Mit 14 schloss sich Peter einer Klettertour der Pfadfinder in den Gunks an – und sofort wusste er, dass er etwas gefunden hatte, das sein Leben prägen würde. „Es hat meine Fantasie beflügelt“, erzählt Peter. Klettern gab ihm einen Ort, an dem er seine Energie und seinen Kopf voll ausleben konnte. Nur ein Jahr nach seinem allerersten Aufstieg plante Peter schon sein erstes echtes Abenteuer: eine Reise mit Freunden – Leif Patterson, Lincoln Stoller und Jonny Waterman – zum Mt. Robson in Kanada. Dort wurden sie zum jüngsten Team, das die Kain Face bezwang.
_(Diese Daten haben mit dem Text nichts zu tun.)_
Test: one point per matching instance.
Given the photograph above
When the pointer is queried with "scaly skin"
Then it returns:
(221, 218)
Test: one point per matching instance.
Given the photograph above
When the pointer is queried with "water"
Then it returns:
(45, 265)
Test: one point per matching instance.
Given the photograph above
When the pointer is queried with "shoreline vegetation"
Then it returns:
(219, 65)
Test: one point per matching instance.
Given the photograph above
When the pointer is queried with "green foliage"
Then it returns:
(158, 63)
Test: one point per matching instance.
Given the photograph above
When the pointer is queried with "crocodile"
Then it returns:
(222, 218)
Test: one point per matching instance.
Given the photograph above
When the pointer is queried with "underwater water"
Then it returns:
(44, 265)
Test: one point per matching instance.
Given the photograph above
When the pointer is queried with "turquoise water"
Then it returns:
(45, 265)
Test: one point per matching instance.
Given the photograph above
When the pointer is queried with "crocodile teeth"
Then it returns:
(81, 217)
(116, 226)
Mit 24 hatte Peter schon drei Alaska-Expeditionen und mehrere Erstbegehungen auf dem Konto. Sein Leben drehte sich komplett um seine Kletterabenteuer – er fand seine Identität in der Community und im Sport. Doch eine Linie ließ ihn nicht mehr los: eine atemberaubend elegante Route, die ihn regelrecht in den Bann zog. Peters Entschlossenheit, die Südostkante des Mt Hunter zu klettern, war so groß, dass er 1980 einen Brief an seine Eltern schrieb, in dem er ihnen von seinem Ziel erzählte, die erste alpine Begehung dieser Route zu schaffen. Ihm war klar, dass er dabei sein Leben riskierte – und er schrieb das auch ganz offen. „Ich wusste genau, was ich vorhabe, kannte die Risiken und habe sie voll akzeptiert“, sagte er.
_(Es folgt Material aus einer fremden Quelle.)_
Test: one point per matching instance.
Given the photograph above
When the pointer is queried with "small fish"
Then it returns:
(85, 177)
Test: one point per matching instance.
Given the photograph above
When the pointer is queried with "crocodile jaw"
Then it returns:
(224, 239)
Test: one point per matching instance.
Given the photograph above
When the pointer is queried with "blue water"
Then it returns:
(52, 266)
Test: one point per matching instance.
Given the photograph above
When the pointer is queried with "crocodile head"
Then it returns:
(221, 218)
Am letzten Tag im April 1980 tauchte Peter zusammen mit Glenn und Pete in Talkeetna auf. Ihr Plan: das Spur besteigen, das mehrere Meilen lange Gipfelplateau queren und über den vier Meilen langen Westgrat absteigen. Im Jahr davor hatte Peter die vereiste Walker-Spur an einem Tag durchgezogen und mit etwas optimistischer Mathematik ausgerechnet, dass sie für den Hunter sechs Tage brauchen würden. Mit genau so viel Proviant, wie Peter kalkuliert hatte, machten sich die drei auf den Weg.

Oben am Berg lief es dann aber zäh. Bis zum fünften Tag bremste sie zeitraubender Fels aus – ein Band zwang Peter zu kniffligem A3, seine Steigeisen kreischten über den Stein. Glenn meisterte eine überhängende Rippe, und ab da war klar: Zurückklettern ist keine Option mehr. Am nächsten Tag, der eigentlich ihr letzter am Berg sein sollte, ließen Peter, Glenn und Pete den Gedanken ans Umkehren endgültig hinter sich.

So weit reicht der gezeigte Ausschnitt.